Rice University has more than its fair share of students from China. Chinese people are also part of the backbone of the Medical Center. But until recently, they had nowhere in close proximity to enjoy a taste of home. That changed last year when John Hu helped Cooking Girl to open a location on West Holcombe Boulevard.
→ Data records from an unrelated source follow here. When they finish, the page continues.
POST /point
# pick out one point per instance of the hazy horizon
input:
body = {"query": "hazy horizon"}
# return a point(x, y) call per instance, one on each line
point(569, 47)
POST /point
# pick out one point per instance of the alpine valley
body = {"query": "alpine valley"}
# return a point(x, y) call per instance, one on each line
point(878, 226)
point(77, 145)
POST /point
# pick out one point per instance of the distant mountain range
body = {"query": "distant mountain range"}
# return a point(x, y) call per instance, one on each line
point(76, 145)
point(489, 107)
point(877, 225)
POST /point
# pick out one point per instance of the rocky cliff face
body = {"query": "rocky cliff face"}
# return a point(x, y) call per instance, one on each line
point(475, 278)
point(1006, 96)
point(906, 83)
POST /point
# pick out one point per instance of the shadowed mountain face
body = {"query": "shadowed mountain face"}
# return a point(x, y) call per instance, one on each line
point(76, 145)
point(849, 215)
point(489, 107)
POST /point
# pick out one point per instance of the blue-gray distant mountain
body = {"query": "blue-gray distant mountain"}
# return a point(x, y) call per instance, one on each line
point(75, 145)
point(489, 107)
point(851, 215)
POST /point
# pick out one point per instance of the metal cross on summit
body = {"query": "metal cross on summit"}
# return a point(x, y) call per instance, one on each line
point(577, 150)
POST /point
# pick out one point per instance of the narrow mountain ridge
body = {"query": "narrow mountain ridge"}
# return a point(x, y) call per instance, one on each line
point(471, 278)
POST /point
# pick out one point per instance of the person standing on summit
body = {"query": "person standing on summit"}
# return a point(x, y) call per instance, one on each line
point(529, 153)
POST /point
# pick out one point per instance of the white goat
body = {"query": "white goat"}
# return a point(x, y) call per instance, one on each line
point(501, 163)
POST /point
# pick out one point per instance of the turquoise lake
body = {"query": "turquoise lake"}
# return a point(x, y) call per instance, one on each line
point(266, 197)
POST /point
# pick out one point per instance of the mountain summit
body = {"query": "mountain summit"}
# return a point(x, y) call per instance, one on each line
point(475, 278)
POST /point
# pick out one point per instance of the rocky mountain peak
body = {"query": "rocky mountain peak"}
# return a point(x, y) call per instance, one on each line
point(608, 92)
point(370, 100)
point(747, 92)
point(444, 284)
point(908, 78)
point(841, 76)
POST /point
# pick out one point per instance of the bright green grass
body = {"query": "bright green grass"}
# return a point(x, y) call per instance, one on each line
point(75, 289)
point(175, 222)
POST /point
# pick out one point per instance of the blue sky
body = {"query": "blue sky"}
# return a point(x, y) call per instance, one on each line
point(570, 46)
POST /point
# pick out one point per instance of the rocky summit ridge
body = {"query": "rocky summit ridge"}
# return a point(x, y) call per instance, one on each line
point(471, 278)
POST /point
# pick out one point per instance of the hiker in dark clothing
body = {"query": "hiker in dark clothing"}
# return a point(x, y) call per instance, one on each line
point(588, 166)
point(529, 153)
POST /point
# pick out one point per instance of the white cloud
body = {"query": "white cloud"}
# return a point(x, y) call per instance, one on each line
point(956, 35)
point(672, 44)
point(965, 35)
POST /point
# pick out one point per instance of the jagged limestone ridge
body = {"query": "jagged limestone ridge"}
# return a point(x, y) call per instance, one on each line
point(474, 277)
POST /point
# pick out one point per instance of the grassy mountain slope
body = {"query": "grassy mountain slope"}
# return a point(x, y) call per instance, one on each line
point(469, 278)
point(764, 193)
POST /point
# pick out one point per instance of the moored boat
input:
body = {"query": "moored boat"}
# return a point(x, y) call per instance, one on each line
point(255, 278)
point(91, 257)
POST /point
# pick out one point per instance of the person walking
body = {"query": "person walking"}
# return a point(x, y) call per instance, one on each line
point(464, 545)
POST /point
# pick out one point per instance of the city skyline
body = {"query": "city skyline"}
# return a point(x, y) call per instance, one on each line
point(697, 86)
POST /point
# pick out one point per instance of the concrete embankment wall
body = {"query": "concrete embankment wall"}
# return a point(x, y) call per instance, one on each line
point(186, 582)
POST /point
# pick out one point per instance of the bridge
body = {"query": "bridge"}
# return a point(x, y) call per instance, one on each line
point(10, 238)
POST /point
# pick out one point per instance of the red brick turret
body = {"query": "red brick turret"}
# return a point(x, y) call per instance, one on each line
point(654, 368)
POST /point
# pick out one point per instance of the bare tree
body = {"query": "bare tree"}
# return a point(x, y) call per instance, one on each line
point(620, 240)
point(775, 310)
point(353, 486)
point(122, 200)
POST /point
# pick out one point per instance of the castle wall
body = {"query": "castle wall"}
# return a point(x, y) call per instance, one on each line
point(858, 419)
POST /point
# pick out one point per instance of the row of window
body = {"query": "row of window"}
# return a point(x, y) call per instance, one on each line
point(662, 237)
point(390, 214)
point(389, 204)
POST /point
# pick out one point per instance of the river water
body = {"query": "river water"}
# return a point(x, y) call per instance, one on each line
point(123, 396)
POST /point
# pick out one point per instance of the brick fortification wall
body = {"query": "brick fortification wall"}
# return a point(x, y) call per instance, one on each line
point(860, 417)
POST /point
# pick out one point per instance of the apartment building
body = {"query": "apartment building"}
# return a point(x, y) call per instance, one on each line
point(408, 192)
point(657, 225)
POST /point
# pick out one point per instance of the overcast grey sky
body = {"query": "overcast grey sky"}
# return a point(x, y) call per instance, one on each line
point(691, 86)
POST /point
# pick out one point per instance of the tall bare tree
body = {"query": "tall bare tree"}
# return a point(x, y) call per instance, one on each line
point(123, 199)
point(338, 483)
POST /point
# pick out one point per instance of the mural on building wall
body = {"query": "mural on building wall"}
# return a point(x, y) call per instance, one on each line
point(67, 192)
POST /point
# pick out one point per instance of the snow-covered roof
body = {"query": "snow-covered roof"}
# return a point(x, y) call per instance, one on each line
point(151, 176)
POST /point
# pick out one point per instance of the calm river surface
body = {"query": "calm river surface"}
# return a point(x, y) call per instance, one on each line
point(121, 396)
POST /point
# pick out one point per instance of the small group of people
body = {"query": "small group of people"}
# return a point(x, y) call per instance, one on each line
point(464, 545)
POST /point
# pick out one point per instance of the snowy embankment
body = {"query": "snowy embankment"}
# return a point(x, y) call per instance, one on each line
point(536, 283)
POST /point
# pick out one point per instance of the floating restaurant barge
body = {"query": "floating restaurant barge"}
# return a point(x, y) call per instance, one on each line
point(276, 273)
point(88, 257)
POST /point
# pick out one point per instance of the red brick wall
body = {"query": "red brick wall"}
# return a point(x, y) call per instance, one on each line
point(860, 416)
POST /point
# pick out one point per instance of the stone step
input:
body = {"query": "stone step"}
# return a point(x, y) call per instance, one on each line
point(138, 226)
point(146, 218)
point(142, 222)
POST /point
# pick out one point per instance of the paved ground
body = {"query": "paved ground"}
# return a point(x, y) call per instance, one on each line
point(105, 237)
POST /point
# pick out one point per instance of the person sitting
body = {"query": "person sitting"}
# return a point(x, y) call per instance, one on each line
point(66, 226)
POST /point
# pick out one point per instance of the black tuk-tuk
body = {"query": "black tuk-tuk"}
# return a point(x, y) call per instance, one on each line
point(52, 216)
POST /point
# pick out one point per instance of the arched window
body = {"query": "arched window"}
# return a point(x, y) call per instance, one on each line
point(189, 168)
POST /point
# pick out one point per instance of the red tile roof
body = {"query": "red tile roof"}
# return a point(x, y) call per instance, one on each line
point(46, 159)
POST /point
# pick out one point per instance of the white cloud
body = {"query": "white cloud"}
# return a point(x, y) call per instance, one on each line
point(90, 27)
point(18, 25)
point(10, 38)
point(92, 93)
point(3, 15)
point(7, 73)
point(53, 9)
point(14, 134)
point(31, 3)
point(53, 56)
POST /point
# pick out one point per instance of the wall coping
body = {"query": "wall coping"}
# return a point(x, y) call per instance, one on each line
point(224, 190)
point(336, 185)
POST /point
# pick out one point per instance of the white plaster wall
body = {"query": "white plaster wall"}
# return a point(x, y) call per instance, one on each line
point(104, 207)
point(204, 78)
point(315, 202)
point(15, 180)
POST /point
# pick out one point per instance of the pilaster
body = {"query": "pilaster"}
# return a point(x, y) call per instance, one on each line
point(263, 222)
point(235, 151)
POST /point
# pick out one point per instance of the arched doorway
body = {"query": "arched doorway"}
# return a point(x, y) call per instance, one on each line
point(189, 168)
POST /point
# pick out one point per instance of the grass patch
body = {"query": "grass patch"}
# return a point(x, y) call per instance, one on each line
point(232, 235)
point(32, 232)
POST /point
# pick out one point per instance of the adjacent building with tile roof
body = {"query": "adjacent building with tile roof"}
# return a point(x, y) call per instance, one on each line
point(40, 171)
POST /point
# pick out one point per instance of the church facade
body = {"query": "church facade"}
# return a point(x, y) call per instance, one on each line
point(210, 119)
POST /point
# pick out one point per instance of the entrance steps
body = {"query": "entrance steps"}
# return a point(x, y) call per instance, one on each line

In the past two months, Katy export Tiger Noodle House and Hu's own restaurant, Hu's Cooking, have joined the small community of Chinese restaurants in the neighborhood that go way beyond the Tso.
So why does Hu call his cuisine fusion? The menu is heavy on Szechuan fare, but also has Taiwanese dishes, including a whole section of "three-cup" dishes (one cup each of soy sauce, sesame oil, and rice wine) uncommon in Houston. But the real reason to go to Hu's Cooking is chef Wang Yu's originals. "Our chef's creations aren't exactly Szechuan, but his style," Hu says. He adds that on the Chef's Specials section, alone, there are nine dishes that don't exist anywhere else.
One of Yu's best innovations is dishes that pair Szechuan peppercorn with spearmint. The spicy shabu shabu lamb with spearmint uses the herb almost as a vegetable, along with beansprouts, in an oily, chile-spiked broth. The result is tingly, spiky and oddly refreshing. He achieves the same feat with the sizzling beef platter with spearmint.
Other originals include spicy beef with kidney beans, sweet-skinned duck served at room temperature, and the dish that we saw going to the most tables the day we dined, braised pork with fried shredded potato. Cubes of chile-flecked pork belly over extra-skinny shoestring fries? How could diners resist?
But lovers of Szechuan classics will be very happy ordering those, too. Ingredients are top-flight, including Spring Mountain Farms chicken, Berkshire pork, certified Angus beef, and premium halal lamb. But there is also less compromising for non-Chinese palates here than at other Szechuan outposts, perhaps partly because there are very few non-Chinese clients.
Red chile oil wontons burn with a quiet but insistent flame. The chubby dumplings burst with porky flavor and just a hint of sweetness, but it's the chiles that dominate in the end. Ma Po Tofu, made with extra-creamy bean curd, only has one of three chiles next to its name on the menu, but it packs a serious punch.
The mega-sized menu presents a challenge for those keen to eat their way through all the offerings. But we recommend making a serious attempt.